Il bestiame coinvolto
Il Distretto della Carne Bovina Piemontese coinvolge alcune decine di comuni nelle Province di Torino e Cuneo, assieme ad organizzazioni professionali agricole, associazioni di rappresentanza, allevatori, trasformatori ed operatori del commercio e della ristorazione locale.
L’accordo firmato a Carmagnola costituisce un nuovo passaggio formale prima della presentazione della domanda di riconoscimento alla Regione Piemonte. Dopo di che, la documentazione sarà passata al vaglio della Direzione Agricoltura e Cibo regionale per l’iter istruttorio, la tappa definitiva sarà l’iscrizione nel registro nazionale dei distretti tenuto dal Masaf.

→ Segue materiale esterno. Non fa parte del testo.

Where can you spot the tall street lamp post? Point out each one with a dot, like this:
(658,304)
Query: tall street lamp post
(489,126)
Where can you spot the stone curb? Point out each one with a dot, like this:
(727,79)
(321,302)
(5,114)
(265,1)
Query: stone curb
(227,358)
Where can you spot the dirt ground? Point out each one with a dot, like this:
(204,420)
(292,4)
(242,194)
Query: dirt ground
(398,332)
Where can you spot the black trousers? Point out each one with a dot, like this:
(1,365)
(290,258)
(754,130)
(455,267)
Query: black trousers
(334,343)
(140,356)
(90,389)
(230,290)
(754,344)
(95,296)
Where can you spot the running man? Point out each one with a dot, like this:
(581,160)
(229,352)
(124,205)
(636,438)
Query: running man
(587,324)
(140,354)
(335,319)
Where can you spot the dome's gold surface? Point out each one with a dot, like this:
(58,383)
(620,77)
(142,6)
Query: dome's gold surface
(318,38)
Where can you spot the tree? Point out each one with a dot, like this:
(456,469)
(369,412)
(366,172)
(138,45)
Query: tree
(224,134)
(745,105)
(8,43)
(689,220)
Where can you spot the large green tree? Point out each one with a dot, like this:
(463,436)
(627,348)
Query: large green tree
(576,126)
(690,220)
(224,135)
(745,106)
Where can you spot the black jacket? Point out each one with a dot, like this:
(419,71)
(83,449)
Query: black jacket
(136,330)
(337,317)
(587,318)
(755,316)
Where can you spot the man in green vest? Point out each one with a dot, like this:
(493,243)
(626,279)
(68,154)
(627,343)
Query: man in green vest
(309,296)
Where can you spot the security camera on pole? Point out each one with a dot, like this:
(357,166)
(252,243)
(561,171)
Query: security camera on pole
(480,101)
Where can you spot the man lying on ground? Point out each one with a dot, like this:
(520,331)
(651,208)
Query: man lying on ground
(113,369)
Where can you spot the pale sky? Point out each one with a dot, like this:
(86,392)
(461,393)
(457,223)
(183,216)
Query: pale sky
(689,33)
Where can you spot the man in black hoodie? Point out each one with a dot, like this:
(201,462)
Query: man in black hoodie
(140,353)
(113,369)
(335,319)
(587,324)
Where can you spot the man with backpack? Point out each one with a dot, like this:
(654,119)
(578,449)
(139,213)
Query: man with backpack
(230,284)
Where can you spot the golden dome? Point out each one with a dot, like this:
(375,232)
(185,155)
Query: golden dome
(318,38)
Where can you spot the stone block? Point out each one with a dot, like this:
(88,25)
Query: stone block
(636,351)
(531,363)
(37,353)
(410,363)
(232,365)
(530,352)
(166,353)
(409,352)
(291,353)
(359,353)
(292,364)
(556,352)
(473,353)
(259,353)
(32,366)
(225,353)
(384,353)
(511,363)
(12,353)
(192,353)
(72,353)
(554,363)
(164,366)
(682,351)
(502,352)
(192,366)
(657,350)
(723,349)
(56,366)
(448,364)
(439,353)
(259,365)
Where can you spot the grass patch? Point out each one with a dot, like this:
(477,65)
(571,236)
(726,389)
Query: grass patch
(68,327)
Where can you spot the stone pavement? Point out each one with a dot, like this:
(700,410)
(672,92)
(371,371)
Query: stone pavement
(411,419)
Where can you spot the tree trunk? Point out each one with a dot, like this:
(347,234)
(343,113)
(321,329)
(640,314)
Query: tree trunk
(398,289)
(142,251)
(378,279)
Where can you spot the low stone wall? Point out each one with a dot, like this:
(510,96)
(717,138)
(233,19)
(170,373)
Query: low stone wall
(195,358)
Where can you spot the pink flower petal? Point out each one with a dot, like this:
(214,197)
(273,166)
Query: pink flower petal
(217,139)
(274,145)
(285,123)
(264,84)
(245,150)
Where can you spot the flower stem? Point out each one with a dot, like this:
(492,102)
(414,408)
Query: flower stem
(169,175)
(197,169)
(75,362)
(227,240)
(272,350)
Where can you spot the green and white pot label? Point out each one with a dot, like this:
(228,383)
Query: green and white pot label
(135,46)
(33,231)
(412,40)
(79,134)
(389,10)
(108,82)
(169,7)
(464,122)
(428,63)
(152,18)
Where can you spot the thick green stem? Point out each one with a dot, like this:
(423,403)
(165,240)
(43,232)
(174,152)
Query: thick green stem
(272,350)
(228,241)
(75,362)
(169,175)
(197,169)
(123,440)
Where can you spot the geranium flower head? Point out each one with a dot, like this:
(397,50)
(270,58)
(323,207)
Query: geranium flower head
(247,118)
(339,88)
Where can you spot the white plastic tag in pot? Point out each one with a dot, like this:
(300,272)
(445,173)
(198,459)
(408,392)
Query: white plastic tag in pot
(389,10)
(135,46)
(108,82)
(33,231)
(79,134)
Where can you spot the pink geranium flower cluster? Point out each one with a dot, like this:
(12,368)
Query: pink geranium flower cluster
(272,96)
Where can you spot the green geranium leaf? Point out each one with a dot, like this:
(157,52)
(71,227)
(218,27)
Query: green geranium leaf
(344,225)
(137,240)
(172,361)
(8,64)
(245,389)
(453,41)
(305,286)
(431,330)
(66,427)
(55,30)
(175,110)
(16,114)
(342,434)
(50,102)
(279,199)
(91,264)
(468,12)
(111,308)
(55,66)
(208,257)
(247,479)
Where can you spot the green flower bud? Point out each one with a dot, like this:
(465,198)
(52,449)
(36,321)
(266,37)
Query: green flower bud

Gli obiettivi del distretto
Come asserisce una nota del Comune di Carmagnola, il nascente Distretto della Carne Bovina di Razza Piemontese individua tra i propri obiettivi strategici prioritari;
- la maggiore riconoscibilità della Razza Piemontese, rafforzandone l’identità visiva, la tracciabilità e la distinzione sul mercato nei confronti dei consumatori;
- l’incremento del valore economico di prodotto con un impatto positivo su tutta la filiera produttiva ed occupazionale;
- la salvaguardia della sostenibilità delle aziende locali e dell’identità storico-culturale legata all’allevamento e al consumo della carne piemontese;
- l’integrazione tra la filiera produttiva, di trasformazione e ristorazione, nonché il potenziamento della valorizzazione enogastronomica e turistica dei territori aderenti”.
Come Uci non possiamo che gioire se il cibo italiano, quello prodotto da aziende serie, riesce a fare sistema e farsi valere nel Mondo.